The queen’s strong personal commitment to the Commonwealth has played a large role in uniting a diverse group whose members range from vast India to tiny Tuvalu, but the organization, which aims to champion democracy, good governance and human rights, faces an uncertain future.
As Commonwealth heads of government prepare to meet this month in Kigali, Rwanda, for a summit delayed by the COVID-19 pandemic, some question whether the organization can continue once the queen’s eldest son, Prince Charles, succeeds her.
“Many of the more uncomfortable histories of the British Empire and the British Commonwealth are sort of waiting in the wings for as soon as Elizabeth II is gone,” royal historian Ed Owens said. “So it’s a difficult legacy that she is handing over to the next generation.”

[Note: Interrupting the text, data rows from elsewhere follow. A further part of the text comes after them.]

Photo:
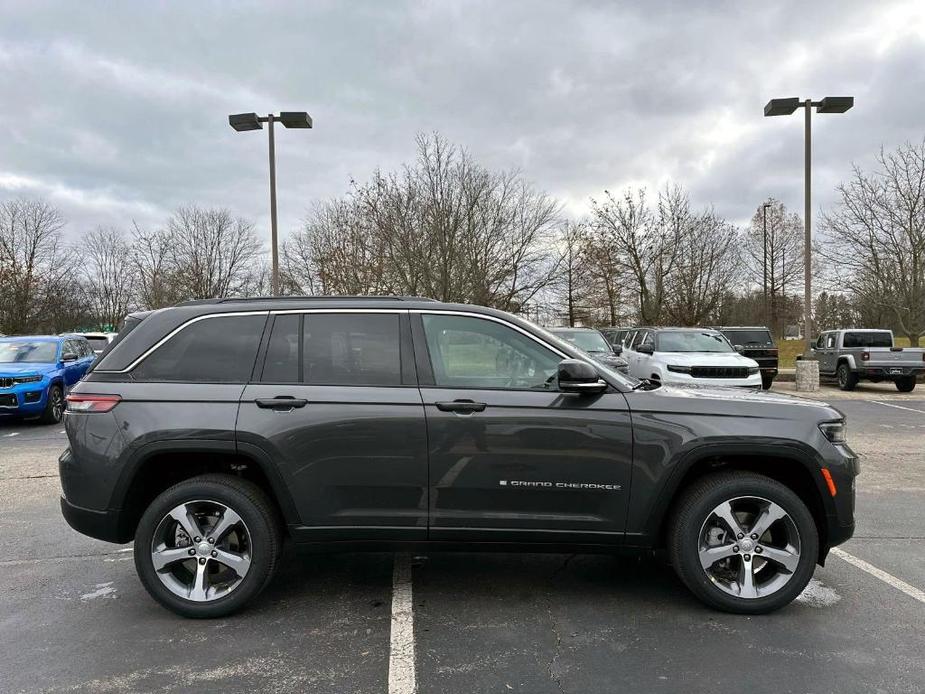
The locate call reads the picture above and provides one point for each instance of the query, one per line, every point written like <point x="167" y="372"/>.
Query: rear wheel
<point x="847" y="379"/>
<point x="54" y="406"/>
<point x="742" y="542"/>
<point x="207" y="545"/>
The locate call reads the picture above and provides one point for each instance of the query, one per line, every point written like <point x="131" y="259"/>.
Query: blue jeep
<point x="36" y="373"/>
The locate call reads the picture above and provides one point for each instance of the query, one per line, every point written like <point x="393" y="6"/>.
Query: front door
<point x="335" y="405"/>
<point x="511" y="458"/>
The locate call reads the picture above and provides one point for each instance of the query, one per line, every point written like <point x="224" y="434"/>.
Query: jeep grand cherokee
<point x="209" y="431"/>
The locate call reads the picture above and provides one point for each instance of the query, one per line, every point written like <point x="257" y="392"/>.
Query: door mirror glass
<point x="576" y="376"/>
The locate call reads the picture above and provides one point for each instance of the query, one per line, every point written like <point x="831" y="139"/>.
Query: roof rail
<point x="329" y="297"/>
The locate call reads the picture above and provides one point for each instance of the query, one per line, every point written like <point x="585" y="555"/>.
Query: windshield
<point x="749" y="338"/>
<point x="28" y="352"/>
<point x="872" y="339"/>
<point x="588" y="340"/>
<point x="691" y="341"/>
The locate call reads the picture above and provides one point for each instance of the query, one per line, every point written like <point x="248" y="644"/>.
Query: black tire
<point x="258" y="515"/>
<point x="847" y="379"/>
<point x="694" y="508"/>
<point x="54" y="406"/>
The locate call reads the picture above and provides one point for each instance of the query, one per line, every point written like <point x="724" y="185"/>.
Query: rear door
<point x="334" y="405"/>
<point x="510" y="457"/>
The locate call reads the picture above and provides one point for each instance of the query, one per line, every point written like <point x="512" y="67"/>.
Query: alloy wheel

The crisis in the Commonwealth reflects Britain’s declining global clout.
Zimbabwe was suspended from the Commonwealth under authoritarian former president Robert Mugabe, and is now seeking readmission, but many in its capital, Harare, have expressed indifference to the queen’s jubilee, as Britain’s once-strong influence wanes, and countries such as China and Russia enjoy closer relations with the former British colony.
“She is becoming irrelevant here,” social campaigner Peter Nyapedwa said.
“We know about Xi or Putin, not the queen,” he said, in reference to Chinese President Xi Jinping (習近平) and Russian President Vladimir Putin.
Sue Onslow, director of the Institute of Commonwealth Studies at the University of London, said the queen has been the “invisible glue” holding the Commonwealth together.
However, she said the organization has proven remarkably resilient and should not be written off.
The Commonwealth played a major role in galvanizing opposition to apartheid in the 1980s, and could do the same with climate change, which poses an existential threat to its low-lying island members.
“The Commonwealth has shown a remarkable ability to reinvent itself and contrive solutions at times of crisis, almost as if it’s jumping into a telephone box and coming out under different guise,” she said. “Whether it will do it now is an open question.”